La dernière des composantes d'Ennahdha, elle est de loin la plus importante, c'est la base du mouvement. Ces militants qui ont assuré par leur engagement et leur abnégation le succès sans conteste du mouvement sont encore en attente d'un geste fort et symbolique démontrant l'ancrage du mouvement dans sa tradition islamiste. Car la base d'Ennahdha est plus radicale que ses cadres. Elle est plus attachée à l'Islam traditionnaliste qu'à une pratique modérée de la religion. Ainsi, au moment même où elle dénonçait la laïcité comme ruineuse pour notre culture, cette base militante semblait s'ériger elle-même en vivante confirmation de la thèse radicale islamiste et prouver la prédominance absolue, en politique et en histoire, des préceptes religieux de l'Islam. Reprenant une tradition des siècles des conquêtes, celle des califats, celle de l'Islam «authentique», elle se trouve prête aujourd'hui à épouser des thèses radicales.

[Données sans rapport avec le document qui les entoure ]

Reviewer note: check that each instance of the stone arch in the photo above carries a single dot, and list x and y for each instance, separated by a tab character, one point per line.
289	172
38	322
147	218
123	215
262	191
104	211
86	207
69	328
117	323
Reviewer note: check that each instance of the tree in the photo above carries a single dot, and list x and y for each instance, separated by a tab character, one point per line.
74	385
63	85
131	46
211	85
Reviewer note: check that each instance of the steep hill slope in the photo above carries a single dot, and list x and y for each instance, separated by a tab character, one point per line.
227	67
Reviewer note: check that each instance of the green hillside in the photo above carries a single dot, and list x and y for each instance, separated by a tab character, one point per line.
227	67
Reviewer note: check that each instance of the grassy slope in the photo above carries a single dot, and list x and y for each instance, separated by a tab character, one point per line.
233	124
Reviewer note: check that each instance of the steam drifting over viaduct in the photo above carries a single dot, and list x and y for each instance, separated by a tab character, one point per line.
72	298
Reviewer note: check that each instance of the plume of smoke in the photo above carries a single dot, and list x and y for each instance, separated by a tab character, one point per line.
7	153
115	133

Car, ce qu'on appelle «réalisme» dans le langage de cette mouvance, ce n'est pas loin d'être au fond du salafisme lui-même, envisagé aussi bien du point de vue de la pensée que du point vue de la pratique. Et ce phénomène se produit au moment même où le mouvement accède au pouvoir. La base va être intransigeante et le sommet sera obligé tôt ou tard d'en tenir compte; soit d'aller dans son sens au risque de se trouver en totale contradiction avec ses premières promesses ; soit de la contrarier au risque de se trouver coupé de sa masse militante. Grand dilemme. Mais il y a plus : à peine le parti s'est déclaré victorieux que la base aspire à s'assurer l'avenir qu'elle prétend être le sien. Elle veut s'ériger elle-même en valeur morale; et, par là, c'est elle-même qui ressuscite l'authenticité. Elle est contrainte d'agir et d'imposer. Comme le fait d'empêcher une enseignante d'assurer son cours à l'Université car elle était vêtue en jupe ou interdire à une autre d'enseigner un cours d'éducation religieuse car elle n'était pas voilée ... Ce genre d'incident va, malheureusement, se multiplier dans un avenir très proche.
Dès lors, il appartient à la direction du parti d'empêcher de tels débordements. A-t-elle réellement les moyens ? Peu importe la réponse à cette question, le mouvement se trouve aujourd'hui au milieu du guet. Il doit gérer non seulement l'ensemble du pays et ses énormes problèmes en souffrance, mais également ses propres contradictions qui constituent pour lui une réelle bombe prête à exploser à tout moment. La tâche n'est point simple. Elle est énorme. Ennahdha peut-elle rester unie jusqu'aux prochaines élections?